Les digo que, aunque nos resulte largo y penoso, la resistencia democrática venezolana, los partidos políticos, las oenegés, las universidades, los sindicatos y gremios profesionales, junto a la presión diplomática internacional, la Unión Europea, la OEA, los gobiernos de Japón, Canadá, Estados Unidos y Suiza, hemos elegido el camino de la paciencia activa para no desangrar aún más a un país que los militaristas que nos gobiernan convirtieron en campo de ruinas.

Pero en Venezuela nadie se ha rendido. Ahora tenemos un gobierno, sin poder de fuego, es verdad, pero reconocido por los las economías más prósperas y los gobiernos más democráticos del planeta.

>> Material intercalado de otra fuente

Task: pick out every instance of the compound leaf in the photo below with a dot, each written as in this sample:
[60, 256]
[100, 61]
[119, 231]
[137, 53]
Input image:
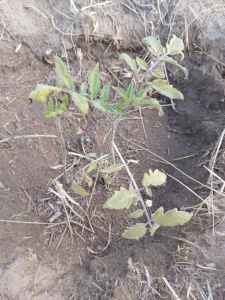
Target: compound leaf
[80, 101]
[91, 168]
[163, 88]
[136, 214]
[142, 64]
[157, 73]
[122, 199]
[131, 62]
[135, 232]
[78, 189]
[94, 82]
[172, 217]
[154, 178]
[154, 228]
[154, 44]
[152, 102]
[42, 91]
[62, 73]
[105, 92]
[170, 60]
[112, 169]
[175, 46]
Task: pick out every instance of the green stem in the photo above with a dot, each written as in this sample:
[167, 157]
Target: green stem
[66, 180]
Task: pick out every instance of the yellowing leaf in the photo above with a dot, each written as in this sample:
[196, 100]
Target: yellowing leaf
[78, 189]
[154, 228]
[163, 88]
[136, 214]
[131, 62]
[62, 73]
[170, 60]
[135, 232]
[42, 91]
[80, 101]
[172, 217]
[175, 46]
[157, 73]
[154, 178]
[142, 64]
[154, 44]
[94, 82]
[91, 167]
[112, 169]
[122, 199]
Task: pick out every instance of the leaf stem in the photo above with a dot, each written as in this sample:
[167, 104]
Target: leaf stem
[66, 180]
[134, 183]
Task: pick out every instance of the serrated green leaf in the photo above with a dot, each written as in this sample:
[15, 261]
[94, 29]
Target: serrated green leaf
[42, 91]
[83, 88]
[80, 101]
[154, 178]
[112, 169]
[122, 199]
[105, 107]
[170, 60]
[131, 62]
[164, 89]
[78, 189]
[135, 232]
[175, 46]
[122, 94]
[172, 217]
[136, 214]
[148, 191]
[154, 44]
[157, 73]
[142, 64]
[107, 179]
[62, 73]
[91, 167]
[94, 82]
[105, 92]
[152, 102]
[154, 228]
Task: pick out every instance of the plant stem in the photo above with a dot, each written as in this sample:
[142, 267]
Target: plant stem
[134, 183]
[66, 180]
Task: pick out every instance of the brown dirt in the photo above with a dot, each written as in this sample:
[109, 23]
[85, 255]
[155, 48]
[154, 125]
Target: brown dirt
[31, 266]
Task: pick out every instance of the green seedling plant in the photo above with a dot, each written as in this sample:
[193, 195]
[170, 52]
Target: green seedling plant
[147, 81]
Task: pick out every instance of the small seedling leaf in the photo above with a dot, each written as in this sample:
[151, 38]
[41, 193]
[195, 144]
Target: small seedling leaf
[157, 73]
[154, 228]
[175, 46]
[91, 168]
[164, 89]
[122, 199]
[154, 44]
[62, 73]
[113, 169]
[94, 82]
[154, 178]
[105, 107]
[152, 102]
[80, 101]
[170, 60]
[148, 192]
[131, 62]
[136, 214]
[135, 232]
[42, 91]
[142, 64]
[78, 189]
[172, 217]
[105, 92]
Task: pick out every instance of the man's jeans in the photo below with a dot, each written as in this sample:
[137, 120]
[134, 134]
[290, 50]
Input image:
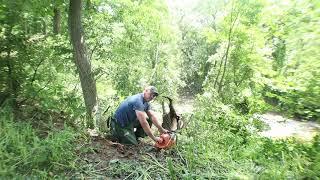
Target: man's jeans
[126, 134]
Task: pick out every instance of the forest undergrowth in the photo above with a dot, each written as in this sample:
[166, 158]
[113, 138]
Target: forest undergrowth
[217, 143]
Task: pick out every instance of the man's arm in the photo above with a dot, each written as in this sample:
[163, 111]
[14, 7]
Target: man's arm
[142, 117]
[155, 121]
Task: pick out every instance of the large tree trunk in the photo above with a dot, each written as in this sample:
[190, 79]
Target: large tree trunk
[84, 67]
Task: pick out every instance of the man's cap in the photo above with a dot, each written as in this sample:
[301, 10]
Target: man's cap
[153, 90]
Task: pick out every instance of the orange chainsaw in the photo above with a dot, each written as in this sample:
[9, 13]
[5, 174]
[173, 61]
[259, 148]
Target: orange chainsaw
[168, 140]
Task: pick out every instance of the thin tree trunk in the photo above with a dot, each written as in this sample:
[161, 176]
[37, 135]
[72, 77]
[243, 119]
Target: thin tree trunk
[56, 20]
[232, 23]
[81, 60]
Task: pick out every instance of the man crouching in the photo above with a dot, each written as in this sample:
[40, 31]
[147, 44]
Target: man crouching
[132, 118]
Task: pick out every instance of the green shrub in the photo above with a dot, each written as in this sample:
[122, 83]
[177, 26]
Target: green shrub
[23, 153]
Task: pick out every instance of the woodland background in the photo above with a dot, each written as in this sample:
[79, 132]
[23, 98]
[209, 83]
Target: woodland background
[66, 65]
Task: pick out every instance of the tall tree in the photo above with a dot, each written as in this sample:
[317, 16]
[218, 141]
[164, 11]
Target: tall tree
[88, 83]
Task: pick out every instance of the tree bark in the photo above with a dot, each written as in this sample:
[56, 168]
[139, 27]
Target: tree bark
[81, 60]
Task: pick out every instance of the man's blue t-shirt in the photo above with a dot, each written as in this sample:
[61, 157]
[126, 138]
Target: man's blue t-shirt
[126, 114]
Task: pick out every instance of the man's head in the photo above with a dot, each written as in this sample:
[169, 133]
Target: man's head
[150, 92]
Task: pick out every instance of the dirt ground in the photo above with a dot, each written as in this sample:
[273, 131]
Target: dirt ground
[101, 151]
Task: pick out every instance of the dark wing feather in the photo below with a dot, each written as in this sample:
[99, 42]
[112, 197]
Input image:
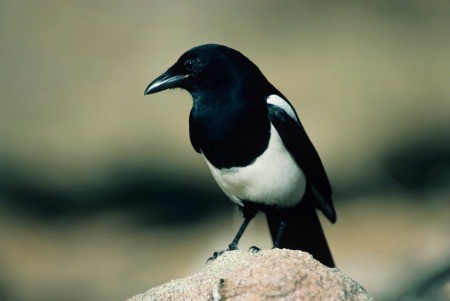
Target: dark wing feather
[298, 144]
[193, 132]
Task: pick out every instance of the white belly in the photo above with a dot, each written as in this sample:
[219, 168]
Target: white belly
[273, 179]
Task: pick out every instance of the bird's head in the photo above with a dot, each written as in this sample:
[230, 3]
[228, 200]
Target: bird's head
[207, 67]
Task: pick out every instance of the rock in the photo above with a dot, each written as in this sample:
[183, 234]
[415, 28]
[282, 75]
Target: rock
[277, 274]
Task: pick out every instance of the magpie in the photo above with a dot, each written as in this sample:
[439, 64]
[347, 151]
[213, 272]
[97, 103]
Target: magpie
[255, 146]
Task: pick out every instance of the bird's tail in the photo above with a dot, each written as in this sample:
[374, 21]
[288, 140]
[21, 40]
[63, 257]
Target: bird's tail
[303, 230]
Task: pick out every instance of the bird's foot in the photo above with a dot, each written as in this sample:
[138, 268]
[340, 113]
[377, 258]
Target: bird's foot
[254, 249]
[231, 247]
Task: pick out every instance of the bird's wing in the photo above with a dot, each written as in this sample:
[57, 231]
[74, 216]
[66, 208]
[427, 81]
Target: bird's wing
[298, 144]
[193, 132]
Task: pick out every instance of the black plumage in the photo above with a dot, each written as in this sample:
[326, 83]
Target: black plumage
[237, 122]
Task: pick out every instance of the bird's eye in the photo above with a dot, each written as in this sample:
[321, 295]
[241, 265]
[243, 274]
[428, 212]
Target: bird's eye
[190, 65]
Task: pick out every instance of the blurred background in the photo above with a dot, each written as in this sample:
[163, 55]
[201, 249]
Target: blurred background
[102, 196]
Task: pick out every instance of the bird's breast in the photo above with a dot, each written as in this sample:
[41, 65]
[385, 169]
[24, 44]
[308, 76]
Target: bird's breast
[274, 178]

Tenemos un liderazgo claro, el de Juan Guaidó, que unifica a las fuerzas más importantes, no colaboracionistas, de la oposición. Y una población comprometida con la democracia que responde masivamente cuando el liderazgo actúa con sentido. Mientras el poder rojo se muestra cada vez más degradado moralmente, acosado internacionalmente, violento y represivo, la resistencia democrática, aún diezmada y perseguida, no cesa en persistir en el camino hacia las elecciones libres. O, alguna otra sorpresa por venir.